Pay-per-use berechnet den tatsächlichen Verbrauch: je Kilowattstunde, je API-Aufruf, je Gigabyte, je Mietstunde, je gedruckter Seite. Der Kunde zahlt nichts, wenn er die Leistung nicht nutzt. Dein Umsatz bewegt sich mit seiner Aktivität, und deine Kosten meist ebenfalls, was die Margen bei jeder Menge stabil hält.
Cloud-Rechenleistung und Carsharing sind die bekannten Beispiele. Du zahlst für die Minuten oder die Gigabyte, die du tatsächlich verbraucht hast.
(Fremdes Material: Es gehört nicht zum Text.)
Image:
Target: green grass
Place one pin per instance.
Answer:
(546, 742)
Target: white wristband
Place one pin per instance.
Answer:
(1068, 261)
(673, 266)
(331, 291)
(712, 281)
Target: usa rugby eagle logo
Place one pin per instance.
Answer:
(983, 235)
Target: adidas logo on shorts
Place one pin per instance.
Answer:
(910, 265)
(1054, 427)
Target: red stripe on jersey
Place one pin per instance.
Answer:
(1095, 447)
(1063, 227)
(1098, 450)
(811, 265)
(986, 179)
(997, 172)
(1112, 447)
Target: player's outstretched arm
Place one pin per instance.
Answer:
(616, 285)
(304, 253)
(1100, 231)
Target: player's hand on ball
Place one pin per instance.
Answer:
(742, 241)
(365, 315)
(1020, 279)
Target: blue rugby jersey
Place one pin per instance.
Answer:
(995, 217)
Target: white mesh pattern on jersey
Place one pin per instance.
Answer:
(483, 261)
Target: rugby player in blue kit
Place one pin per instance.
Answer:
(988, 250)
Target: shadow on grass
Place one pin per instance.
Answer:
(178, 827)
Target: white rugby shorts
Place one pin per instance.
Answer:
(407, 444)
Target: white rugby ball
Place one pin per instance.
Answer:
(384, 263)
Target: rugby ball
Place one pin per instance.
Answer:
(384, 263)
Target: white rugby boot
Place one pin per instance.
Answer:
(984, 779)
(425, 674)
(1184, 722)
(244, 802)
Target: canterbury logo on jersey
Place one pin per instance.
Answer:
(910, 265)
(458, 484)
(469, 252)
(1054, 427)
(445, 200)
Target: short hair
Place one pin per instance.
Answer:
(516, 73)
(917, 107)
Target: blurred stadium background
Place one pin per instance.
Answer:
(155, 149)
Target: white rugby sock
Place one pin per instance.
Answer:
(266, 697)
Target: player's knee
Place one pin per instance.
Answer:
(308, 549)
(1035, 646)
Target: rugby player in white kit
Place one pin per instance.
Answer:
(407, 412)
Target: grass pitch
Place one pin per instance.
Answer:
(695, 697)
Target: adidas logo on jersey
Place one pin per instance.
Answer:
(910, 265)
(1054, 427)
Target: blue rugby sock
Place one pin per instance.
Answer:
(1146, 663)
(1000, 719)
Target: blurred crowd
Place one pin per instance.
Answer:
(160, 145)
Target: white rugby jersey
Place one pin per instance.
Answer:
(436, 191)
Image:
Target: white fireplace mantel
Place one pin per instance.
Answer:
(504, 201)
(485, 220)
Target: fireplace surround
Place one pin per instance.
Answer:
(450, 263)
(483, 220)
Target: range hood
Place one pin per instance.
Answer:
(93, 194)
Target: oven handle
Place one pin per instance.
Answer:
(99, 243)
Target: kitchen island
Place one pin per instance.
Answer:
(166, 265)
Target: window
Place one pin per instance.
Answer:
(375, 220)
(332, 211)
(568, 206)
Der Reiz liegt in der stabilen Marge. Angenommen, du verlangst 0,10 Euro je 1.000 API-Aufrufe und deine Infrastruktur kostet 0,04 Euro je 1.000 Aufrufe. Ein Kunde mit 2 Millionen Aufrufen im Monat zahlt 200 Euro und kostet dich 80 Euro, es bleiben 120 Euro. Ein Kunde mit 200.000 Aufrufen zahlt 20 Euro und kostet 8 Euro, es bleiben 12 Euro. In beiden Fällen behältst du 60 Prozent. Bei einer Flatrate von 150 Euro im Monat brächte der erste Kunde einen Verlust und der zweite einen großen Gewinn.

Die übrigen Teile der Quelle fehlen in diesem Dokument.